Леди удачи. Все пути… - Белоцерковская Марина
Шрифт:
Интервал:
Закладка:
Ваня багрово покраснел и забормотал:
— Да нет, девушки… Вы не подумайте, она женщина хорошая, отзывчивая…
— Да уж конечно-конечно, — ехидно хмыкнула Ксави. — Куда уж из этакого рая в наш серый двадцатый век рваться.
Сеич едва не уронил очки:
— Что вы!.. Да нет… как же… Я думал, я хотел… Просто, понимаете, у меня нога, а тут солдаты… В общем, она просто посочувствовала, как всякий интеллигентный человек… — упавшим голосом закончил он.
Девушки с интересом следили за лексическими судорогами бедного Сеича. Наконец, Джоанна решила прекратить его конвульсии и приступила к делу:
— В общем, все ясно. Может ты нас все-таки в дом пригласишь? Как старых знакомых?
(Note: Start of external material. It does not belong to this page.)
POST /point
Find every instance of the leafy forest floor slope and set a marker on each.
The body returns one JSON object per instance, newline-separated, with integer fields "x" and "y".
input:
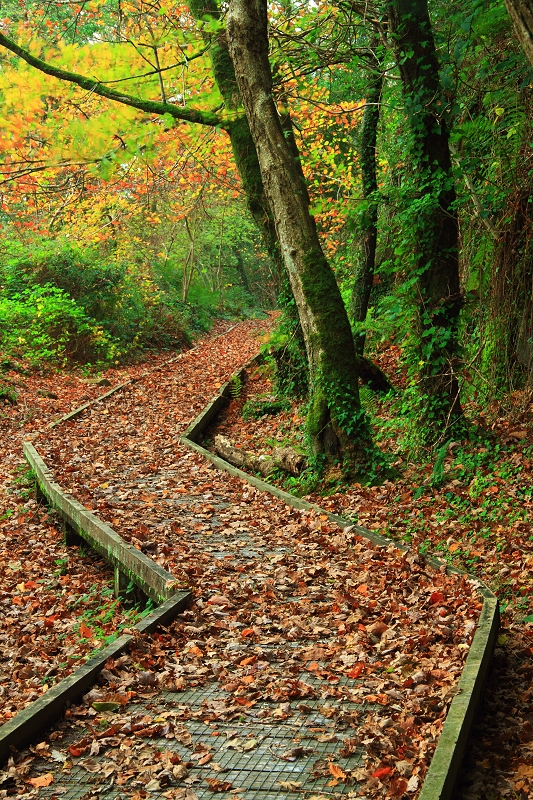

— Конечно, конечно! — Сеич, пятясь, спиной открыл дверь, приглашающе разводя руками и цепляя ими за притолоку.
* * *Очутившись в горнице, девушки с любопытством огляделись. Ксави одобрительно похлопала огромный сундук с коваными углами, самодовольно царивший в большой светлой комнате:
— Неплохо, неплохо, — и прошлась, инспектирующе заглядывая во все углы. — Ну что ж, норка уютная. Но только, — тут она резко повернулась к Сеичу, — забрать тебя все-таки придется!
— Да я с радостью… — начал было Иван.
Тут доски в сенях загремели, дверь, распахнувшись, врезалась в стену с грохотом орудийного выстрела, и на пороге грозным видением тридцатипушечного фрегата возникла пышнотелая матрона. Под прицелом яростных черных глаз Сеич подавился окончанием фразы и сник.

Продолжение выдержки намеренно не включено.